Wade relata que os restos de DNA antigo mostram como o Lago da Paz recuou, abrindo lentamente o corredor de gelo. Gramíneas, sedimentos, bétulas e salgueiros começaram a colonizar as margens do lago que encolhia, e à medida que secava, eles encontraram evidências de bisontes, voles e coelhos machos se movendo, começando por volta de 12.500 anos atrás. Isso significa que é improvável que a área tenha produzido recursos suficientes como comida e madeira para a longa migração antes dessa data. Em vez disso, os primeiros humanos provavelmente seguiram a costa do Pacífico ao redor dos lençóis de gelo quando colonizaram as Américas.

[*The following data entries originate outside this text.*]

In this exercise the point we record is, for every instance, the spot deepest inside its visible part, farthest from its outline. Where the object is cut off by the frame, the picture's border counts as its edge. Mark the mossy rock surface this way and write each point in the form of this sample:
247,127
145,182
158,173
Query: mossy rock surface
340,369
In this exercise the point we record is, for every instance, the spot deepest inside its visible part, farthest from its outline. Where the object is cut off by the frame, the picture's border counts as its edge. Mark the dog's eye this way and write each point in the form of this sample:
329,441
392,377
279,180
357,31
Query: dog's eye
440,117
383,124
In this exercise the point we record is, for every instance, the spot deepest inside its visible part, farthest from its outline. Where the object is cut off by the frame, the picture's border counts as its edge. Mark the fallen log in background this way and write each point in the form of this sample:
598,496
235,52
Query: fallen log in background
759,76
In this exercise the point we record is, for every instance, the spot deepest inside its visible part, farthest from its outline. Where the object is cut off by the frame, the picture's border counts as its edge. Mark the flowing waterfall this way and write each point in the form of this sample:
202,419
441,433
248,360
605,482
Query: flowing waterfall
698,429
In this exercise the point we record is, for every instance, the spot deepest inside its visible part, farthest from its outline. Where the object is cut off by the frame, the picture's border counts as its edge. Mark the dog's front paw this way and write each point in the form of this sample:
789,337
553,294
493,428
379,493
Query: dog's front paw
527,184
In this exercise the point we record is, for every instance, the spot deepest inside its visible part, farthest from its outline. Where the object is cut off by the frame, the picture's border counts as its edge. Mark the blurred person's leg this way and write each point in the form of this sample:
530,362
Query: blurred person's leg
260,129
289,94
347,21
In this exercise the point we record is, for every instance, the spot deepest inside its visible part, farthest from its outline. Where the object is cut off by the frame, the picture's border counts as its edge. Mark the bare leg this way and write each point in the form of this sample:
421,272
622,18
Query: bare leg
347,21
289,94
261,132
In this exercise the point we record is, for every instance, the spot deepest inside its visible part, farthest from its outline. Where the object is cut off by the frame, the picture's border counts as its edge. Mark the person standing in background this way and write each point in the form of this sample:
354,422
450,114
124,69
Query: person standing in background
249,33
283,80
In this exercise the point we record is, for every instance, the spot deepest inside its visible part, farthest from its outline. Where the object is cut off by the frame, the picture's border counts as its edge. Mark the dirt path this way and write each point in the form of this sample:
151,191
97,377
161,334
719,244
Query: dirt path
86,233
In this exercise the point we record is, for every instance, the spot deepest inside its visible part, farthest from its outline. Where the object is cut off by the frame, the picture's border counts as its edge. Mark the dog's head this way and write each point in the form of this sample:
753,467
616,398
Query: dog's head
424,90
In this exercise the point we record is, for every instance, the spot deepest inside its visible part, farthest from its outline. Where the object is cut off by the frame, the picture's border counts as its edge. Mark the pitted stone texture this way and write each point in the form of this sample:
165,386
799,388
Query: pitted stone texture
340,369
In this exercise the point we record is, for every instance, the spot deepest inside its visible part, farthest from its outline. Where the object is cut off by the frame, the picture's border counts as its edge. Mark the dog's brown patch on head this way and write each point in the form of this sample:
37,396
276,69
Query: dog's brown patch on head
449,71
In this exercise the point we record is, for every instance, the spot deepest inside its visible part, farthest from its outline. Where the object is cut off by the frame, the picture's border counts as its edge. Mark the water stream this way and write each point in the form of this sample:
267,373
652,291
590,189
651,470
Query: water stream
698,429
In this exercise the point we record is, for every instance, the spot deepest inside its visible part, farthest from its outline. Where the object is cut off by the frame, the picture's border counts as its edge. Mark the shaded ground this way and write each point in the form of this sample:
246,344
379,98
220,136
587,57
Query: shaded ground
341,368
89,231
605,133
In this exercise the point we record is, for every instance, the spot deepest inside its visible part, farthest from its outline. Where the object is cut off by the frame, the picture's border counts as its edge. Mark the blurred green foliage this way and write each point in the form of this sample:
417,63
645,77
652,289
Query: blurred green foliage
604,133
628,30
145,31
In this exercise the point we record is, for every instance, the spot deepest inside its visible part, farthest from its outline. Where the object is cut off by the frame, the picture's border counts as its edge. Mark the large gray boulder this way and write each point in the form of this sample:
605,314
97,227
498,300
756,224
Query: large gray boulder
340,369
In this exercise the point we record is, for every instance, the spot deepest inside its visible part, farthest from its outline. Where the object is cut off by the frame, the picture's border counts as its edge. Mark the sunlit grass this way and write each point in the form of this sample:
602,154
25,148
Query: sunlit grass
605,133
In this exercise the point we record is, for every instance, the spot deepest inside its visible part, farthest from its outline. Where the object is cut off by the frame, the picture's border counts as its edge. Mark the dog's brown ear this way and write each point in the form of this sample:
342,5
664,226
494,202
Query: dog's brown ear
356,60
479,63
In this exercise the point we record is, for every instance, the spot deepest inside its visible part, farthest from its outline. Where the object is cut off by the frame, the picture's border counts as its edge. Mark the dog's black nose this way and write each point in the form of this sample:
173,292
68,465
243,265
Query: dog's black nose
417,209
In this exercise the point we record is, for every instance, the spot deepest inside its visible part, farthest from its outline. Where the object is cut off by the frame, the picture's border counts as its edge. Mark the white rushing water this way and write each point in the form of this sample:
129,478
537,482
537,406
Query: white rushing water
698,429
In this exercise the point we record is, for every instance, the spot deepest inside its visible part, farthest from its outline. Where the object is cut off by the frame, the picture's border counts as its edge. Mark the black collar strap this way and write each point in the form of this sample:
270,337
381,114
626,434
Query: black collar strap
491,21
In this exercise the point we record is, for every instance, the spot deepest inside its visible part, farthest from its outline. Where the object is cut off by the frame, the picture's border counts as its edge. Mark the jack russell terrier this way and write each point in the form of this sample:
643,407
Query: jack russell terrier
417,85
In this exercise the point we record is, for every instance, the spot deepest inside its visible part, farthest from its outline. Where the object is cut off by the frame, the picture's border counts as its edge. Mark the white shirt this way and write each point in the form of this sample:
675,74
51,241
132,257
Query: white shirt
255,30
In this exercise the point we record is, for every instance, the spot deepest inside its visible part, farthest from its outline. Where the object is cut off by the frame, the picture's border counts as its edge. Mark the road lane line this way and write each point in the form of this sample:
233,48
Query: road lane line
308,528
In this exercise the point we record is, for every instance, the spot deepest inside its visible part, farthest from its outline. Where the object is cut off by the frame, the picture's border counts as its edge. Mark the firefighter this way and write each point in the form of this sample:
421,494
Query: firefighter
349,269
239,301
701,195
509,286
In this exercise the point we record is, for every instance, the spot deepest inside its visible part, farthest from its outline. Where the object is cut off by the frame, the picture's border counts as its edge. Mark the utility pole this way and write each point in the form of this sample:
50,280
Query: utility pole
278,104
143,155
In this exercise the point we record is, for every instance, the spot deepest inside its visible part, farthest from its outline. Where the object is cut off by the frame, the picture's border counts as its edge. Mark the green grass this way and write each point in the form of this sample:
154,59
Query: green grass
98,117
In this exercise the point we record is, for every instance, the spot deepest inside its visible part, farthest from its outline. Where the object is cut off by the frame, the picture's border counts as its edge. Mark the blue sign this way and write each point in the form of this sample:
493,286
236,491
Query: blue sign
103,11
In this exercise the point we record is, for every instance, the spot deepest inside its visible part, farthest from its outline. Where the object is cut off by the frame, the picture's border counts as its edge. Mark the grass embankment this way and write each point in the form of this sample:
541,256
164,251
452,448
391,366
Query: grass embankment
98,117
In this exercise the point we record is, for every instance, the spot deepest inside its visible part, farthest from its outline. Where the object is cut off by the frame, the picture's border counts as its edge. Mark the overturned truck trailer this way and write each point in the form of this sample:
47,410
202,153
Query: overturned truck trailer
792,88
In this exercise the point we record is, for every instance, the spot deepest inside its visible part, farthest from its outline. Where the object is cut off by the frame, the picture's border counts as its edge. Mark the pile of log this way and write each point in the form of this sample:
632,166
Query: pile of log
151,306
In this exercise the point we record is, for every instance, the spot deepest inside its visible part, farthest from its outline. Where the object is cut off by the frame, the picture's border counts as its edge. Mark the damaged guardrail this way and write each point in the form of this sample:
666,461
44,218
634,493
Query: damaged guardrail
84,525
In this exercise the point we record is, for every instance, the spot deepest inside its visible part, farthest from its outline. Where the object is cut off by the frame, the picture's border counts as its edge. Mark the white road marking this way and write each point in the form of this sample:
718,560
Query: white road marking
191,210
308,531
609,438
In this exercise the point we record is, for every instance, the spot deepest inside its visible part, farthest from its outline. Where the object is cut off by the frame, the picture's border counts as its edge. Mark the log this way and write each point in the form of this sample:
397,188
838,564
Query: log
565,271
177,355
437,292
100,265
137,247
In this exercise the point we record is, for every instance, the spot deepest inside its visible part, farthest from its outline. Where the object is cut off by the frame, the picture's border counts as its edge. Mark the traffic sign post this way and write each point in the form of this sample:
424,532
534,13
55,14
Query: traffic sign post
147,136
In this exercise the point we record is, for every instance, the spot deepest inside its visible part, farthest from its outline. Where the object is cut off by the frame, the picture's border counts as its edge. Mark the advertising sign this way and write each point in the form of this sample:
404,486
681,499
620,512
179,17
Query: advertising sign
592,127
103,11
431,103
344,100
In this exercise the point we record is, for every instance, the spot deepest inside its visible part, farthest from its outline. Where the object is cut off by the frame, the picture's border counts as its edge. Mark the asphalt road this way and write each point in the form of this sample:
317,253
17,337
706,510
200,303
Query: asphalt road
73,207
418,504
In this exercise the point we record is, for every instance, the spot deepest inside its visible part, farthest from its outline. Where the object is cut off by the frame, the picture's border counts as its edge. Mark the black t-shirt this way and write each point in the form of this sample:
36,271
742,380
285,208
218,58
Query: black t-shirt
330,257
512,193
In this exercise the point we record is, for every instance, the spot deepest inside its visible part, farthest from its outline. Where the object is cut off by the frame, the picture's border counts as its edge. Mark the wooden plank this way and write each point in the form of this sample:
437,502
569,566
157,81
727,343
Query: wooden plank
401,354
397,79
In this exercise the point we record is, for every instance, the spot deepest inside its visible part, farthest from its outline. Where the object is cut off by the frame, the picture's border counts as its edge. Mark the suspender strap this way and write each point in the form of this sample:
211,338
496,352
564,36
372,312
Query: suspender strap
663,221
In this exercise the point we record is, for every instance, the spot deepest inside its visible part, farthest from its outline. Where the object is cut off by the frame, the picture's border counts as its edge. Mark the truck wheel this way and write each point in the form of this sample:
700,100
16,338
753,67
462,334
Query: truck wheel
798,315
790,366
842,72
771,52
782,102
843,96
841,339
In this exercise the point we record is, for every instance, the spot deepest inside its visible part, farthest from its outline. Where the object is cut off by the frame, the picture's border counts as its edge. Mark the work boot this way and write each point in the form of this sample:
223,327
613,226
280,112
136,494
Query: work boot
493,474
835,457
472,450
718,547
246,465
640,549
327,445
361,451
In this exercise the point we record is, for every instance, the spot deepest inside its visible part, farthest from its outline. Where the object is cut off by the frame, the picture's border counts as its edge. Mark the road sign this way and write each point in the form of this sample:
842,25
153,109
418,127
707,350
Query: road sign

O estudo ecoa outro trabalho que saiu em Junho. Nesse estudo, os pesquisadores observaram o DNA das populações de bisontes do norte e do sul, concluindo que eles não se misturaram até 13.000 anos atrás, o que significa que o corredor estava bloqueado até então.
Agora, para completar a história da migração humana nas Américas, os pesquisadores precisam se concentrar nas evidências ao longo da costa. Isso é complicado desde a erosão, marés e agora os efeitos das mudanças climáticas tornam os sítios arqueológicos costeiros muito raros.